Cone Depth to Match Circle Diameter

Hi all,

I’m a novice user, so forgive me if I am missing any obvious solutions.

In simple terms, I would like to mock up an effect you’d get by CNC milling the perforations with a V groove bit.

I am trying to array this cone (mock up of a CNC Milling bit) to the center of each circle and have it match the diameters of the different circles that generate this pattern. I have it set so that the largest circle diameter is .75 inches. I am looking to have a result where the connes go in at different depths in order to match the diameters of the circles. I am having a hard time explaining this properly, so I hope this makes sense. I have no idea where to begin, I was able to get this far before posting it on here.

Thanks in advance.



CONE TO CIRCLE.3dm (122.5 KB)
Perforation_pattern_02.gh (6.5 MB)

Hello,
it seems to be more geometry than a Grasshopper problem.
There is a simple relation between the circle diameter and the cone movement in depth
depth = h x circle radius/cone radius=3/4 x circle radius /(3/(4x2))=2 x circle radius

Do you want a G-Code after that in order to CNC your pattern ?

1 Like

if you want like this it will make rhino very slow

Perforation_pattern_03.gh (6.5 MB)

1 Like

Hi Laurent,

Thanks for the reply. I am looking to do a boolean difference of the cones from the solid so that I can do a mock up rendering of what it will look like CNC’d.

Not really looking to generate a G-code at this time.

Hi Seghier,

Thank you! This is close but not quite there. I revised my post, hopefully the description is more clear. Basically what you did, just rotate the cones so that the point is facing the center of the circles from the pattern without scaling the cones, they should remain constant in size.

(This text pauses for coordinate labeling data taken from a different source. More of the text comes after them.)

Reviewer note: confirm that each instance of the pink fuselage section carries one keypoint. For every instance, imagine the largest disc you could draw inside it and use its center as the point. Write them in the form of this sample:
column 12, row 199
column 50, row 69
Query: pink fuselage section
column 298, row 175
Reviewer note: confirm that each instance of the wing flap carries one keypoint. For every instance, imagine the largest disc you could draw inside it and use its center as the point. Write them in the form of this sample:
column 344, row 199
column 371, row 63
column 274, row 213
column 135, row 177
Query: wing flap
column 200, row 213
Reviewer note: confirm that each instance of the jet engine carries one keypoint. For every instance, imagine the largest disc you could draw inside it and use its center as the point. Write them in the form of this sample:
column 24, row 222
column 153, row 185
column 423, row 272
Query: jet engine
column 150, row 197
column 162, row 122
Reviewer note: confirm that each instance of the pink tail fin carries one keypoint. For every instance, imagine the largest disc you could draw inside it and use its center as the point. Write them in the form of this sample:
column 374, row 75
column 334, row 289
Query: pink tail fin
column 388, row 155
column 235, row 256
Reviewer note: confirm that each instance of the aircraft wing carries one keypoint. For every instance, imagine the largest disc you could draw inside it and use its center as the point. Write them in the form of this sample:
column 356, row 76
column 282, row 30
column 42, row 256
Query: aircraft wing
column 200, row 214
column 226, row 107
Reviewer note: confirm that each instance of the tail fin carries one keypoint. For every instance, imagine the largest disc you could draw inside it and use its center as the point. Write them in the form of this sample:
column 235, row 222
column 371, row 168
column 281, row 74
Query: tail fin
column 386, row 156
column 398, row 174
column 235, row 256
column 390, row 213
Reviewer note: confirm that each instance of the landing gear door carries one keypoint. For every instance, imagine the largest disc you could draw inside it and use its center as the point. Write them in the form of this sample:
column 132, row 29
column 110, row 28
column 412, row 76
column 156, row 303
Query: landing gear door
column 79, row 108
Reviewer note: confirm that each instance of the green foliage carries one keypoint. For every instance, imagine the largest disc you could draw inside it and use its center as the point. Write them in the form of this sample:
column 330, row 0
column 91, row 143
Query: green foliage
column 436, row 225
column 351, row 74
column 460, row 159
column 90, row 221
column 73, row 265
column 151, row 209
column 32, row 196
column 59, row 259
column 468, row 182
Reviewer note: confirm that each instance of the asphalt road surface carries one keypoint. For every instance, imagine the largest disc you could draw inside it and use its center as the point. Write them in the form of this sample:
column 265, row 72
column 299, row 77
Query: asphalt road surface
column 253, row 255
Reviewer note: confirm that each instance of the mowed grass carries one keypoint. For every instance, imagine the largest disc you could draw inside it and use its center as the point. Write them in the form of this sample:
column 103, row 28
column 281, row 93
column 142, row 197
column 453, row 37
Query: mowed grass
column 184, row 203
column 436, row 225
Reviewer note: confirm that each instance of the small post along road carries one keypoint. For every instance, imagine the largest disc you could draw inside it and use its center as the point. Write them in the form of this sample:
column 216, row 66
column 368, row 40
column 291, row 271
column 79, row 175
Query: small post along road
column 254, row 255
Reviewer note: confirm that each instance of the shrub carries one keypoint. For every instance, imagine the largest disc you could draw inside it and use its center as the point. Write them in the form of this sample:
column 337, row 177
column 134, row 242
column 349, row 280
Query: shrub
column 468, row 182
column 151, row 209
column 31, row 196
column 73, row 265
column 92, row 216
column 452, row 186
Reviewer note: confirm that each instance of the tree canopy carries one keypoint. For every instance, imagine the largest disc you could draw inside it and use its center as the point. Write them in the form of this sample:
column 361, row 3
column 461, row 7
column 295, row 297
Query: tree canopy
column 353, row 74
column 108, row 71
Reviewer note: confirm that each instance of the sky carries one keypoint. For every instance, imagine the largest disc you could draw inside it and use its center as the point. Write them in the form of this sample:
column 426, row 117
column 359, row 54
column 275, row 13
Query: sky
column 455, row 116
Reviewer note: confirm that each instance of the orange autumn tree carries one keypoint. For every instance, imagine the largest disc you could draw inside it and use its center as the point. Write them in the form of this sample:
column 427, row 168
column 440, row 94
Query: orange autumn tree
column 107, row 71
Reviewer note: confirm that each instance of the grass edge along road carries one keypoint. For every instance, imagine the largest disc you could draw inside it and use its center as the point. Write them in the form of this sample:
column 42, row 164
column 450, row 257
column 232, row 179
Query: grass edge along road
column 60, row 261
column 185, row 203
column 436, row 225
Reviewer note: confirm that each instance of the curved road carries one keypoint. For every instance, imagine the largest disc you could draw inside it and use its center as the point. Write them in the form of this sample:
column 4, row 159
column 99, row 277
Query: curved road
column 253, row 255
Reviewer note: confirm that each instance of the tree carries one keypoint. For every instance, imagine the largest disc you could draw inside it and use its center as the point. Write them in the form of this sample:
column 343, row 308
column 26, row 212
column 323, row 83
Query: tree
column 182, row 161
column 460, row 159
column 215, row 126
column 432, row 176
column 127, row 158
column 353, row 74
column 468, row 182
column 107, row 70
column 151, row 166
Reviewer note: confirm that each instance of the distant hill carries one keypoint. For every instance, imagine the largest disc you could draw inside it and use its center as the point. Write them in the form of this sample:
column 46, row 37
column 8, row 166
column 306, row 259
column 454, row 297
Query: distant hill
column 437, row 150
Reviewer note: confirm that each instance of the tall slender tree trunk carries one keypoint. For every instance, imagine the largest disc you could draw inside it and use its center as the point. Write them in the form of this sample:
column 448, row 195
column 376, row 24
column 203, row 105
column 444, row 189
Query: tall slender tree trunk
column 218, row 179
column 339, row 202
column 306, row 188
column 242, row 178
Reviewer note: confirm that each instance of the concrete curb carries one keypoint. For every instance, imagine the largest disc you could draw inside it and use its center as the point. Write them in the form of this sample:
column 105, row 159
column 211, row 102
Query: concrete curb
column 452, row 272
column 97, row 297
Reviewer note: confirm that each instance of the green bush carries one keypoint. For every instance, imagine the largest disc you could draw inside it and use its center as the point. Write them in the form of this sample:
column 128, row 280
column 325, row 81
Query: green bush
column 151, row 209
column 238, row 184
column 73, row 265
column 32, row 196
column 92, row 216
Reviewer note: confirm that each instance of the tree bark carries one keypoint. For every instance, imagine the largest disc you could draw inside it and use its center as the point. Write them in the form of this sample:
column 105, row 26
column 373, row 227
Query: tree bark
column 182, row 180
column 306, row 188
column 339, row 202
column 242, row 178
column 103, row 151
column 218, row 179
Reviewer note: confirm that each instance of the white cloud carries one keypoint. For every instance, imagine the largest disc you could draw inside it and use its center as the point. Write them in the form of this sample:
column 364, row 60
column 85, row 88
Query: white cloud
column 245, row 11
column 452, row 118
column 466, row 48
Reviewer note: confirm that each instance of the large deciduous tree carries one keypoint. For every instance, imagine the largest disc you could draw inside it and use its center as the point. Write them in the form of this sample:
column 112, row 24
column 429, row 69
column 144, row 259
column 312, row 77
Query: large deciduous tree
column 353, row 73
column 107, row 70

Or this maybe? you need to calculate tangent ((3/8)/(3/4)) and use it to find depths

Perforation_pattern_03.gh (6.5 MB)

1 Like

Hi Seghier,

This looks more like it, let me look through the script and see if I follow.

Thank you!

This is what mine is showing, not sure why it is rotated vertically.

maybe you rotate the original cone?

the cone must have this position and rotation

df2

1 Like

Yikes! that was it! This is the solution I was looking for. Thank you kindly, I appreciate your time!